Learning more about the opportunity fund investment and its potential will help an investor figure out if this is something they want to invest in. The entire purpose and goal of the program are to help increase development and the creation of jobs in areas that are economically distressed.
How to Invest in Opportunity Zones?
To help revitalize the economy, tax incentives for the capital gains that were invested in a QOF were introduced. Sometimes, a person will be able to defer and reduce the capital gains tax if they have invested in capital gains in the Qualified Opportunity Fund. Besides that, the gains that are earned from the QOF may be entirely tax-free.
A Qualified Opportunity Fund will invest in the Opportunity Zones. Every state will nominate the areas that will be classified as an Opportunity Zone. It is the Secretary of the U.S. Treasury that will certify this nomination through the IRS. There are more than 8,700 different Opportunity Zones across the U.S. states and all territories.

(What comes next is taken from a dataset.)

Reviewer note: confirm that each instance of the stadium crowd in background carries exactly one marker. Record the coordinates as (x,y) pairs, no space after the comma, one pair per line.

Currently, the benefit for Opportunity Zone investment is valid from 2017 until 2026. It will expire unless Congress makes the decision to renew this program.

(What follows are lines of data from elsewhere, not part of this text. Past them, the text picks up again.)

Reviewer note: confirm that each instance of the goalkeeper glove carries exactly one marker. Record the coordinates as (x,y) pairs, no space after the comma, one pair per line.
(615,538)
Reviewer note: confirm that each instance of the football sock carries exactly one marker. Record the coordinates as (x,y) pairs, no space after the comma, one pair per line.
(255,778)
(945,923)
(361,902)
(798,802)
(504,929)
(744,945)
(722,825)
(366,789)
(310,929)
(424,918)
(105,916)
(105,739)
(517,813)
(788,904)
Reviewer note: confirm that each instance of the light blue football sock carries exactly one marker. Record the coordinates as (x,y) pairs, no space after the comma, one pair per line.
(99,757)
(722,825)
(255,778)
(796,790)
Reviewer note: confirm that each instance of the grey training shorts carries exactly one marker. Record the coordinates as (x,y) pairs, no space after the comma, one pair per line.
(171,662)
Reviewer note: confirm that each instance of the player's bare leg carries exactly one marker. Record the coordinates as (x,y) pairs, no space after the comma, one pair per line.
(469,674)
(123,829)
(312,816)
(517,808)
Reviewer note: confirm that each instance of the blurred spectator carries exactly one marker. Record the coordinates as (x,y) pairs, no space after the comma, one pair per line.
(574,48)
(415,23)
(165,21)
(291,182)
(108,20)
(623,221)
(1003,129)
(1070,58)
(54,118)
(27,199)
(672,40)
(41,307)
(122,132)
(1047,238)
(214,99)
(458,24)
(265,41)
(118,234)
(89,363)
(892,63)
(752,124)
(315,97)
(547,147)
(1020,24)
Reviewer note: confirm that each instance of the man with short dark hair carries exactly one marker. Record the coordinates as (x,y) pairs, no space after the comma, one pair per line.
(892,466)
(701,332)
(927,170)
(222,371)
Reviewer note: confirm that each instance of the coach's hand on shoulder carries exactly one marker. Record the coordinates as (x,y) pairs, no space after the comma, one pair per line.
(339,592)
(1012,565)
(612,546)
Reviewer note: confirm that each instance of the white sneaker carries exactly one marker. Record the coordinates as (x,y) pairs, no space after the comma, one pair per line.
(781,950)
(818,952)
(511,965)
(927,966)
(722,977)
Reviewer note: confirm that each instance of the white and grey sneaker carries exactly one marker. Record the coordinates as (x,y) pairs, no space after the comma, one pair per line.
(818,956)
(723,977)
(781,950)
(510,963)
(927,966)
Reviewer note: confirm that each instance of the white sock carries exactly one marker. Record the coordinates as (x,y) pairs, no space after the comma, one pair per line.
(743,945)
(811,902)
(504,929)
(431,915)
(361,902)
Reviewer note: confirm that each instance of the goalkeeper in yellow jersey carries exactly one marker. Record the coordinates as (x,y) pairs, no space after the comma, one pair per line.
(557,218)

The Qualified Opportunity Fund Defined
Before making any type of investment, it is essential to learn more about what the Qualified Opportunity Fund is. It is more specifically a partnership or a type of C corporation where an investment in a Qualified Opportunity Zone is made. The business, which could be existing or new, must certify it is the Qualified Opportunity Fund, which is done by filing the IRS Form 8996.

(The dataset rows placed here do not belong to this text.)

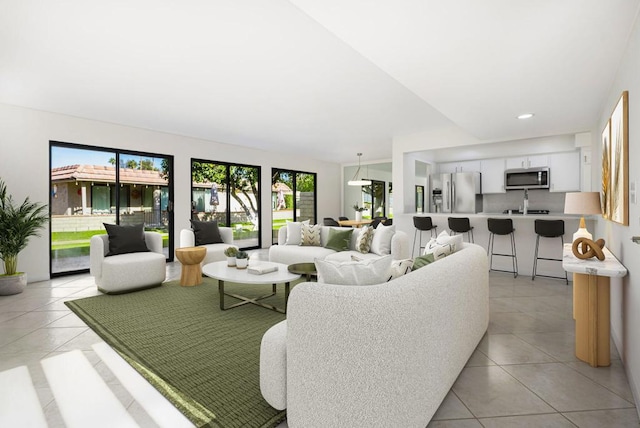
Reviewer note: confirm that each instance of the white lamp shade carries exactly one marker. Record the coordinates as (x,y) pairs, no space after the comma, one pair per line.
(583,203)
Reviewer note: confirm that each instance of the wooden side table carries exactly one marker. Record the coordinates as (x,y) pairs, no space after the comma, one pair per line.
(190,257)
(591,300)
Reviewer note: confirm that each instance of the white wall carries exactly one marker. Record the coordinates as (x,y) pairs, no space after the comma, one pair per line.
(24,166)
(625,292)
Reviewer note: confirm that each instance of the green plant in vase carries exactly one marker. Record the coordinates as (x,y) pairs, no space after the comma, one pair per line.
(231,253)
(242,259)
(17,224)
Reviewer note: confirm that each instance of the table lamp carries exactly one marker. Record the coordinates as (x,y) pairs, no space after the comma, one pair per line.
(583,203)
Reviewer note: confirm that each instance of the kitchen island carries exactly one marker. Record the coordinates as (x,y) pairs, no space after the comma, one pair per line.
(524,234)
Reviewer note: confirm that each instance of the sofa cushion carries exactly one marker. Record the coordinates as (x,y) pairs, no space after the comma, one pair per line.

Benefits of Opportunity Zone Investments
One of the biggest benefits offered by an Opportunity Zone investment is that the capital gains will be deferred on the original sale until the QOF has been sold or by the completion date, whichever happens to occur first.
The sale needs to have been made to some type of “unrelated” party. With this program, shareholders need to have owned a minimum of 20% of a corporation that is a related party.
Additionally, taxable capital gains will be reduced by up to 10% if there is a QOF that is held for five years and it may be reduced by up to 15% if it is held for a minimum of seven years. The capital gains from the actual QOF will be tax-free when someone holds the funds for a minimum of 10 years.
The deferral of these capital gains is not going to be automatic. If someone wants to be included in the program, it is necessary to defer the gain by filing the Form 8949.
This form must be filed with the tax return the year that the tax would be due. When it comes to Qualified Opportunity Funds, it is necessary to be informed and know what is expected and needed.
This is going to help ensure that the desired results are achieved. In the long run, knowing this information will pay off.